Date: April 27, 2017
Indonesia (MNN) — Last week, we talked about the election for governor of Jakarta, Indonesia that was littered with religiously-tinged attacks. The Christian governor running for re-election, Basuki Tjahaja Purnama, had lost to the Muslim candidate, Anies Baswedan. At the time, Basuki, better known as ‘Ahok’, was facing blasphemy charges.
But now, Jessica Gilbertson with Asian Access reports, “They charged him during the course of the campaign, which got dropped the day after he lost the election, interestingly…and he’s been fighting it for months throughout the campaign. Even when he submitted his candidacy, they kept having different requirements changed to make sure he can’t even put in his candidacy.”
Gilbertson goes on to say, “Now, a lot of people are really disappointed. You see on Instagram, they’re putting flowers everywhere like a mourning flower, like ones they send to a funeral. They’re saying [to] Ahok we’re just really sad that you left us when we were just falling in love with you.”
The reason several people in Indonesia appreciated Ahok as the capital city’s governor was because his leadership was a breath of fresh air from previous patterns of corruption.
“People had gotten used to the fact that if you govern people, you are like the king, you can do whatever you want and corruption was just running rampant. It was just something that was acceptable. Suddenly, [with Ahok] they realized, ‘Oh, this is what a clean government looks like,'” explains Gilbertson.
“He was basically just running everything transparently.

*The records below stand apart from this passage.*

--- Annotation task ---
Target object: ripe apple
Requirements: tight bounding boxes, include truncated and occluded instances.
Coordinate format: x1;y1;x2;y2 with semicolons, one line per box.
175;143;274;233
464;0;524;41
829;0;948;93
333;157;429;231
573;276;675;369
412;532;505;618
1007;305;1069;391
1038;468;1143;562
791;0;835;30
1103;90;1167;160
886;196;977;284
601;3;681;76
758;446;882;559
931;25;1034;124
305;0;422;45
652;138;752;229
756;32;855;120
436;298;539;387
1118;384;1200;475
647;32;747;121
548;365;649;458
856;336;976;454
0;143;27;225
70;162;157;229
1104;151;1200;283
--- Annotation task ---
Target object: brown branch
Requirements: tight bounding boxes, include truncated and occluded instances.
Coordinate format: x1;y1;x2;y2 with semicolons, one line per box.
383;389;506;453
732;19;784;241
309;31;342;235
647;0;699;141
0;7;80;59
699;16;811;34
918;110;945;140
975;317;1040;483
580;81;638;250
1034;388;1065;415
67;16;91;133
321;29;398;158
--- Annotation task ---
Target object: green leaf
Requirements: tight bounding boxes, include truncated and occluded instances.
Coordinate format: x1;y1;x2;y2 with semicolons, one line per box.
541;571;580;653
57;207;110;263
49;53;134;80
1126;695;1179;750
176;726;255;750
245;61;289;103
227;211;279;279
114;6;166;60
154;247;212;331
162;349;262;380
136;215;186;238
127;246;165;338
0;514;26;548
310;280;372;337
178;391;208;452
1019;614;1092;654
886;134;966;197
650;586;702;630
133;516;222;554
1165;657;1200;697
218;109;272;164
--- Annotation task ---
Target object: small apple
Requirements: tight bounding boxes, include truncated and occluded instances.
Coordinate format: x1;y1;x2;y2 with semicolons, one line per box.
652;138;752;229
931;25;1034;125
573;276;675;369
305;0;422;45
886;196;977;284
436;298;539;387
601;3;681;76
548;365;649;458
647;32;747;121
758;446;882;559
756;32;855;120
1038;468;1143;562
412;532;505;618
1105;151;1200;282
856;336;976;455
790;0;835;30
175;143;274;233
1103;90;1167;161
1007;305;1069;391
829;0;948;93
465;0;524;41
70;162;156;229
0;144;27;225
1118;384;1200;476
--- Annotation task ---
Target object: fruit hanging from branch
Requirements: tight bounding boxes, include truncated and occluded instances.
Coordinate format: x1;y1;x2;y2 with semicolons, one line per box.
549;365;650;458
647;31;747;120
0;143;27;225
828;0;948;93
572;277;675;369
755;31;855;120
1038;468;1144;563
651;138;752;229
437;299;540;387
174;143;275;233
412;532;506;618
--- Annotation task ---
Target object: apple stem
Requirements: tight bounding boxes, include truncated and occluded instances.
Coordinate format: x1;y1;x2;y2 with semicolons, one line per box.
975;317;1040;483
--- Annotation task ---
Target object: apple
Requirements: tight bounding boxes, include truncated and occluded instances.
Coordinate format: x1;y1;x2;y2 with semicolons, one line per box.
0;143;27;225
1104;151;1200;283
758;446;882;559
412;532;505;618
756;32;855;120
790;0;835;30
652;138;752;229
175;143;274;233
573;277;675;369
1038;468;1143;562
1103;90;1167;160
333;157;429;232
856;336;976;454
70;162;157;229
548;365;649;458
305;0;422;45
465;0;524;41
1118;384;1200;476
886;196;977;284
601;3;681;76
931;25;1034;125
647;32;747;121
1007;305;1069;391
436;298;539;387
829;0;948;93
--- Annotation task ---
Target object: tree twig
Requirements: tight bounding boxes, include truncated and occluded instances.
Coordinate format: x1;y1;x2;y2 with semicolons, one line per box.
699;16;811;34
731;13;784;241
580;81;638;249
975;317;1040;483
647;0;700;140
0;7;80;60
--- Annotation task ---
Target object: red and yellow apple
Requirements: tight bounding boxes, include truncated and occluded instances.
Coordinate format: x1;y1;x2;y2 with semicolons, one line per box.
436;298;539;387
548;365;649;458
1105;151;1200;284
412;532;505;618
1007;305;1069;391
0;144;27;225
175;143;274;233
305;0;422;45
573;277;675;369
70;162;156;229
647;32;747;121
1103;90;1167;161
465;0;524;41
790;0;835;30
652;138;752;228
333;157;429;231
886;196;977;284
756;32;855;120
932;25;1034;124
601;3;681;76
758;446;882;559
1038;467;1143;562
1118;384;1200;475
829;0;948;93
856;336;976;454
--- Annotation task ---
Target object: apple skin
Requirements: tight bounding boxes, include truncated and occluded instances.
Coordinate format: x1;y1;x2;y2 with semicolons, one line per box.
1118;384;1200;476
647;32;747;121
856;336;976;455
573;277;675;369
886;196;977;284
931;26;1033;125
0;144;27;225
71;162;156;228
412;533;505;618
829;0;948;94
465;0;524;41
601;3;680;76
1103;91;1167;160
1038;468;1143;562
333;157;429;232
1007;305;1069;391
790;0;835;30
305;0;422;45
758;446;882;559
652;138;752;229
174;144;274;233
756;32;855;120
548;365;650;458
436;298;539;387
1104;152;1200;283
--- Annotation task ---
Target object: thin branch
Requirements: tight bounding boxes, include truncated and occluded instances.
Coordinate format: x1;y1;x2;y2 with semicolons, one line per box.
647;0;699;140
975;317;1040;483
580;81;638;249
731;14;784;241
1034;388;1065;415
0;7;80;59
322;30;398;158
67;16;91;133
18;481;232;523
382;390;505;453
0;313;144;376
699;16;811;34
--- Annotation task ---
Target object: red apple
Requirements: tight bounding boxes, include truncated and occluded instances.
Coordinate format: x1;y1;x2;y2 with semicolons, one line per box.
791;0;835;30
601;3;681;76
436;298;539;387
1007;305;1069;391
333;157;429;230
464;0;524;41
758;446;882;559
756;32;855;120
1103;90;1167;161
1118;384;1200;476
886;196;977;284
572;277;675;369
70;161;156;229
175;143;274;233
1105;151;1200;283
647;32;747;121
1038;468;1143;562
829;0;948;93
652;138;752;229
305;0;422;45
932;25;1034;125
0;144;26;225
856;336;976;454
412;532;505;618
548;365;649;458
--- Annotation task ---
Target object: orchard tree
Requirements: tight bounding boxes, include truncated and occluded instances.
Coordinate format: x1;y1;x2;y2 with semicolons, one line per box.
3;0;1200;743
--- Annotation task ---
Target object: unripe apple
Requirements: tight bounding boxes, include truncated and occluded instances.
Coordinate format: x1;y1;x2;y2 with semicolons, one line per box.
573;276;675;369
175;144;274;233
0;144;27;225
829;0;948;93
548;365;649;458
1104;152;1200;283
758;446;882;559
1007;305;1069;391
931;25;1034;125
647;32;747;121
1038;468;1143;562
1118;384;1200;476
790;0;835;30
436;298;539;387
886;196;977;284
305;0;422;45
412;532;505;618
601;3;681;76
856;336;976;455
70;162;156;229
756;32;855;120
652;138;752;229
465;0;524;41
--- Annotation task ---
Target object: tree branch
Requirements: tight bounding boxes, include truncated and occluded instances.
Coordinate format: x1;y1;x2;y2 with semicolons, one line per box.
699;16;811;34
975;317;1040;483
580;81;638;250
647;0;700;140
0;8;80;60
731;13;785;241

He showed all the contracts, he just showed people how bad the corruption was by simply doing the job he needs to do.”
These religious attacks in a critical election show the growing influence extremist Muslim groups are gaining in Indonesia — a Muslim-majority nation.

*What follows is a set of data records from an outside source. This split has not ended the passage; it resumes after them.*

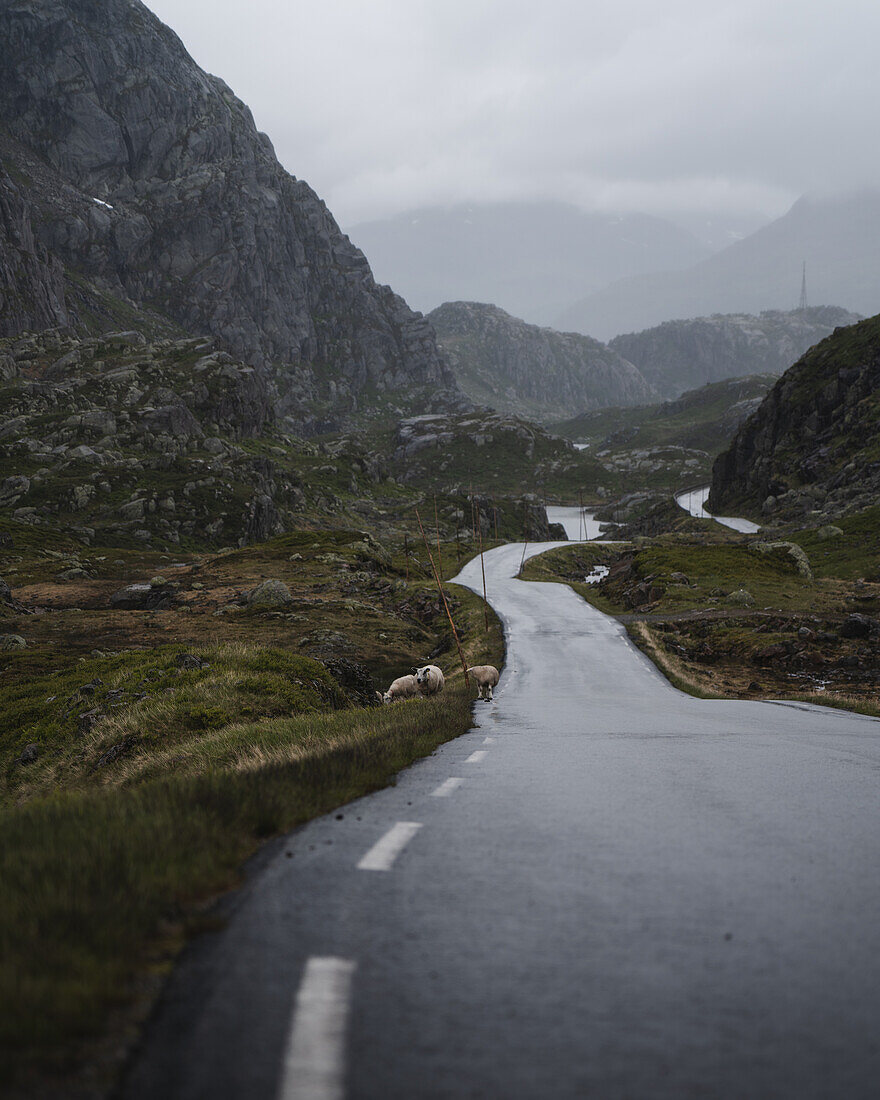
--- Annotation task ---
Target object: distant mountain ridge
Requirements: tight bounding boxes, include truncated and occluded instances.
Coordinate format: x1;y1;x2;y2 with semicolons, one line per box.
0;0;464;432
556;192;880;340
609;307;861;400
427;301;654;422
349;202;711;326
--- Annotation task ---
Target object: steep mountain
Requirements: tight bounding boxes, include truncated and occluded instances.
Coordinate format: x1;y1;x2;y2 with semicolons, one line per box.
348;203;710;327
708;314;880;523
0;161;68;336
556;192;880;340
427;301;654;423
609;307;860;400
0;0;463;431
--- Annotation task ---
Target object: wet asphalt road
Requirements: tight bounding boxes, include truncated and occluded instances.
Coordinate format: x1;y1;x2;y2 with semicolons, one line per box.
121;538;880;1099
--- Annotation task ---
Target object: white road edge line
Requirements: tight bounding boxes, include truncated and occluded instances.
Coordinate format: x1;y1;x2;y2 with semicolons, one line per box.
465;750;487;763
278;956;356;1100
431;777;465;797
357;821;422;871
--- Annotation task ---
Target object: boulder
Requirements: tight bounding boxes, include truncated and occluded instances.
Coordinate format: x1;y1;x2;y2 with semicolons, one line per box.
840;614;876;639
247;579;294;609
0;634;27;649
109;582;175;610
0;475;29;506
725;588;755;608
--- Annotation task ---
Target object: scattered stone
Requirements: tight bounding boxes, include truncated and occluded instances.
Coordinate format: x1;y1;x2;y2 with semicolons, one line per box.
109;582;176;610
840;614;875;639
0;475;30;507
247;578;294;609
725;588;755;608
18;743;39;764
750;540;812;579
175;652;206;670
0;634;27;649
78;708;104;734
817;525;844;541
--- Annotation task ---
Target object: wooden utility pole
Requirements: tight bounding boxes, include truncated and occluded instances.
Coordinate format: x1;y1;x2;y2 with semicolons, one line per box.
415;508;469;686
477;512;489;632
433;493;443;579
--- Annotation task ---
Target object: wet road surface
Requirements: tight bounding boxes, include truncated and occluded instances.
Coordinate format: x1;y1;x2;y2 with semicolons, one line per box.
121;539;880;1099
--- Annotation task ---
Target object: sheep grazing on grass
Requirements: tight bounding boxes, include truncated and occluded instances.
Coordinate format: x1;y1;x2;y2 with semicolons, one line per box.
380;674;420;705
414;664;445;697
467;664;500;701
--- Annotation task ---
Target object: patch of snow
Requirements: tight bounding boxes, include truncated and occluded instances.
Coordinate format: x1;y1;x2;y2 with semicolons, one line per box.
92;197;114;210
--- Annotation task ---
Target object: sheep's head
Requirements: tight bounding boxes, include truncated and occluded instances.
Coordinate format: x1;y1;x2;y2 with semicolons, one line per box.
414;666;429;685
382;690;393;704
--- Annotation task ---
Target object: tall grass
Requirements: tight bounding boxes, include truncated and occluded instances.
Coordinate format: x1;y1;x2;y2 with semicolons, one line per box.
0;688;476;1086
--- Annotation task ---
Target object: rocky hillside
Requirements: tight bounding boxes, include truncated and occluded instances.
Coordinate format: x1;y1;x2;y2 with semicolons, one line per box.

“Indonesia is actually a moderate country in terms of Islam, but there’s always those radical elements, of course.”
Ahok broke a lot of barriers as a double-minority in Indonesia, being both Chinese and a Christian. “So [radical Muslim] people really feel threatened and they say, ‘We have to do everything we can to make sure he is not elected, because if we allow one Christian and one Chinese to hold such an important position, we’re afraid it’ll become…more of that in the future. So we just have to cut that off in the beginning.’”
But Gilbertson says Jakarta’s former governor is still holding to his faith. “I think his future is bright wherever he goes. He’s famously said, ‘I don’t care if a thousand hands are trying to take me down, because I know I just need one hand of the Lord to keep me in my place.’”

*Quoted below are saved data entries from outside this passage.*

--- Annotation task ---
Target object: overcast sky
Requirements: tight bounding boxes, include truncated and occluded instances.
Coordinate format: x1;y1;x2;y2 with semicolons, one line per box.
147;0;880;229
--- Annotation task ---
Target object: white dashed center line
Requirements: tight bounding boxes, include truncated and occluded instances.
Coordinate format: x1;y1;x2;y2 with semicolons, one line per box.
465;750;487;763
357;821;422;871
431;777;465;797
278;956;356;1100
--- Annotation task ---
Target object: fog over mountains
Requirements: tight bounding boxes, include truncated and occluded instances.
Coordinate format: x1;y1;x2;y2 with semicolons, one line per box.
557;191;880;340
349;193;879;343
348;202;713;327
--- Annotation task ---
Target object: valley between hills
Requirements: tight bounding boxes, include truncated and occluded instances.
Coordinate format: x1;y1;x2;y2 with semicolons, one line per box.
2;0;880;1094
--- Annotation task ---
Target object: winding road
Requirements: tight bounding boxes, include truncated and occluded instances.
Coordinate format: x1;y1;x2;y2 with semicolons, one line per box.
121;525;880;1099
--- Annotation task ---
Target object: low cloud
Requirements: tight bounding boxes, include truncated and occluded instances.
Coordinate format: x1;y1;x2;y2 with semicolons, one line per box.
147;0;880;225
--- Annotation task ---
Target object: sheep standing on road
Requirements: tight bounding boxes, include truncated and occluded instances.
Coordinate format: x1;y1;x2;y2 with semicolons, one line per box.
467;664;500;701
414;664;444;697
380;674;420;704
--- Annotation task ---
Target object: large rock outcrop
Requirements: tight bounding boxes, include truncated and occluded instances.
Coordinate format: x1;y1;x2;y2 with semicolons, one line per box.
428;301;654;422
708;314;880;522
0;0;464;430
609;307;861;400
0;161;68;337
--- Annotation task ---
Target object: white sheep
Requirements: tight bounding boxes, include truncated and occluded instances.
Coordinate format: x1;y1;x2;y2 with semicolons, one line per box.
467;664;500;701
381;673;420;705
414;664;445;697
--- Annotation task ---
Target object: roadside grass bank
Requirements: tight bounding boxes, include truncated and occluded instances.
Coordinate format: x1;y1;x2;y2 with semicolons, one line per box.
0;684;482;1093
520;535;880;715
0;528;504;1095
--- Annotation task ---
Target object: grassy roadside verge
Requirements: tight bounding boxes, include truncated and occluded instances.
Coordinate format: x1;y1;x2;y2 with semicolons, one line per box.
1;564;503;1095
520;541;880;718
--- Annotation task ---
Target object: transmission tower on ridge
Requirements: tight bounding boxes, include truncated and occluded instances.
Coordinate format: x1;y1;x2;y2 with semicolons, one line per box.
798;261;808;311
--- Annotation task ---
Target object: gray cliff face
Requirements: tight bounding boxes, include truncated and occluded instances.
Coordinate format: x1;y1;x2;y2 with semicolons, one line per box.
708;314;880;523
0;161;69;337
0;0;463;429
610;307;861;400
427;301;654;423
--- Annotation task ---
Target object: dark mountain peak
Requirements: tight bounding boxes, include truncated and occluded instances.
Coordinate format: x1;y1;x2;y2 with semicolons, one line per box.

As a country, Indonesia has a unique terrain to deal with since it’s made up of around 18,000 islands. The landmasses are far-spread and while the government protects freedom of religion, policing all the islands can prove to be difficult.
Asian Access works with Christians in Indonesia, including the outer areas, and Gilbertson says they hear reports of social pressure.
“Even the Chinese community decided that maybe we should not vote for Ahok, otherwise we’re going to be targeted if he’s won. Some of the Muslims outside the island of Java really did a big rally and said if you’re a Muslim woman and you voted for Ahok, than by right, it’s okay to rape you…. The radical element will still happen in the outer parts of Indonesia, and it’s still a concern.”
But there’s good news. The Church in Indonesia is growing, and Asian Access stands witness to that. Often, Indonesian evangelists they work with will start conversations about Jesus by starting with what Muslims read about Him in the Koran. Then from that starting point, they introduce them to Jesus Christ, the Son of God, through the Bible.
“We need to pray for them (the evangelists) because they’re the ones being targeted…. We talk to a lot of churches and they all confirm the conversion rate is really high in Indonesia.”
Please also pray for the continued growth of the Body of Christ in Indonesia, and for the believers to be bold in witnessing their faith.